Among those who have participated in the sensitization campaign is Daniel Ochieng’, a headteacher at Magoso Primary School located within Kibera. “This workshop has been an eye-opener, particularly on the causes of absenteeism among schoolgirls from FGM practicing communities. We have had cases where parents pull their girls from school or some delay in reporting back after the holidays, and when teachers investigate, no satisfactory reason is given,” he says. “ As educators, we need to look out for girls who may be at risk of undergoing FGM both at the school and within the community,  to ensure that they are not subjected to the practice under our watch.”

Anti-FGM efforts are also helping to change the traditional beliefs held by parents who subject their daughters to the practice. After undergoing a training on the negative impact of FGM on women and girls health, Millicent’s mother has pledged not to subject her two youngest daughters to FGM. Other parents in the close-knit community have also followed suit in vowing to protect their daughters from FGM. “For the longest time, my mother believed that one way of grounding her children in tradition was by taking them back to the village to undergo FGM. I am so happy to hear her declare that my sisters will not go through the same trauma I had to endure,” says Millicent. 

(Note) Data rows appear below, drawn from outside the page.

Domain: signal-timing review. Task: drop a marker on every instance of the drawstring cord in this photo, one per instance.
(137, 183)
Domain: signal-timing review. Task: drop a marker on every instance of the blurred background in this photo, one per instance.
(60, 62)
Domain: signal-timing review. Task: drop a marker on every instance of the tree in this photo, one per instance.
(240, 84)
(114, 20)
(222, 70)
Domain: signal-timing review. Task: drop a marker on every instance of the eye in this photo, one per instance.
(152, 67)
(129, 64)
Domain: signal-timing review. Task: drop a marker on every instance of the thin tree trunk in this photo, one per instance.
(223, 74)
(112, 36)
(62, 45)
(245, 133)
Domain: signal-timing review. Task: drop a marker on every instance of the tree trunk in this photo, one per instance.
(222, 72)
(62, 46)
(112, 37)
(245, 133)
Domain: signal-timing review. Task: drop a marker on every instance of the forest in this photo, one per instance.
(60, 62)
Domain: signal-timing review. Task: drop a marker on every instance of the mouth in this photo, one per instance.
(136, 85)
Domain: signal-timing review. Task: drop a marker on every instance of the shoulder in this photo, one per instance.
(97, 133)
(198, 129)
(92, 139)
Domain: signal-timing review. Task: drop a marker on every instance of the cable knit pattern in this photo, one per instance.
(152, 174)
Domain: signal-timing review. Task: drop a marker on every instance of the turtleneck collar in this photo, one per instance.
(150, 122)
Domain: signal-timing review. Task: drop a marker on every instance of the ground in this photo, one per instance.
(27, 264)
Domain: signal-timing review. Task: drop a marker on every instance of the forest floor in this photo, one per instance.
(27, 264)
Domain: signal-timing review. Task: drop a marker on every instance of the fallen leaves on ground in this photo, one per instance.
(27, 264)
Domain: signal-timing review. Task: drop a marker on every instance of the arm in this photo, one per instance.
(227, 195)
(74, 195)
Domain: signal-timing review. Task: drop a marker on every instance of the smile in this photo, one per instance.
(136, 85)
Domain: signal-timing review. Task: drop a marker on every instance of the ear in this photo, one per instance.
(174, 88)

Through the UNFPA-UNICEF Joint Programme on the Elimination of Female Genital Mutilation, continued investments in building partnerships to help eliminate the practice have resulted in significant progress reported across FGM hotspots in Kenya. “By working with a  wide range of stakeholders and allies including men and boys, reformed circumcisers, religious leaders and youth groups, our focus is on accelerating progress in line with the presidential commitment to end FGM by 2022,” says UNFPA Gender Analyst Dinah Mutinda.